In “The Upside of Dyslexia,” an opinion piece recently published in the New York Times, writer Annie Murphy Paul outlines the ways that dyslexia confers advantages on workers, especially those related to the arts and sciences. She writes:
People with dyslexia possess distinctive perceptual abilities. For example, scientists have produced a growing body of evidence that people with the condition have sharper peripheral vision than others.
How does this work? Paul explains:
The brain separately processes information that streams from the central and the peripheral areas of the visual field. Moreover, these capacities appear to trade off: if you’re adept at focusing on details located in the center of the visual field, which is key to reading, you’re likely to be less proficient at recognizing features and patterns in the broad regions of the periphery.
The opposite is also the case. People with dyslexia, who have a bias in favor of the visual periphery, can rapidly take in a scene as a whole — what researchers call absorbing the “visual gist.”
If you’re dyslexic, yes, focused reading can be hard.
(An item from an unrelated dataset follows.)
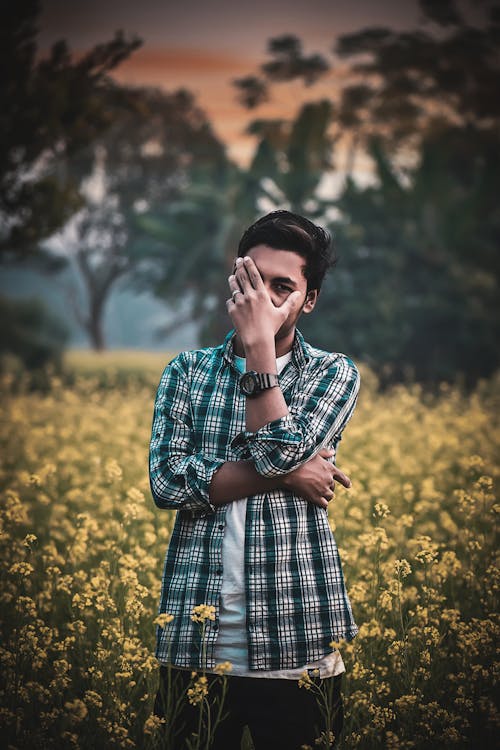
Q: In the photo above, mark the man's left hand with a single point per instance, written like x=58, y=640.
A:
x=250, y=307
Yet perceiving data on the periphery of your view comes naturally.
Indeed, whole research centers have been founded to study the positive attributes of dyslexia. Consider the recent creation of the Yale Center for Dyslexia and Creativity, as well as the Laboratory for Visual Learning within the Harvard-Smithsonian Center for Astrophysics.
So the evidence continues to add up: dyslexia is less of a disability, and more of a different style of taking in information. If you struggle with reading, knowing the current discoveries about dyslexia can help you find words to describe the strengths you possess along with your struggles.
And if you don’t experience what was once known as “word blindness,” you might seek the help of your dyslexic peers at work.
Especially if you’re striving to see the whole picture.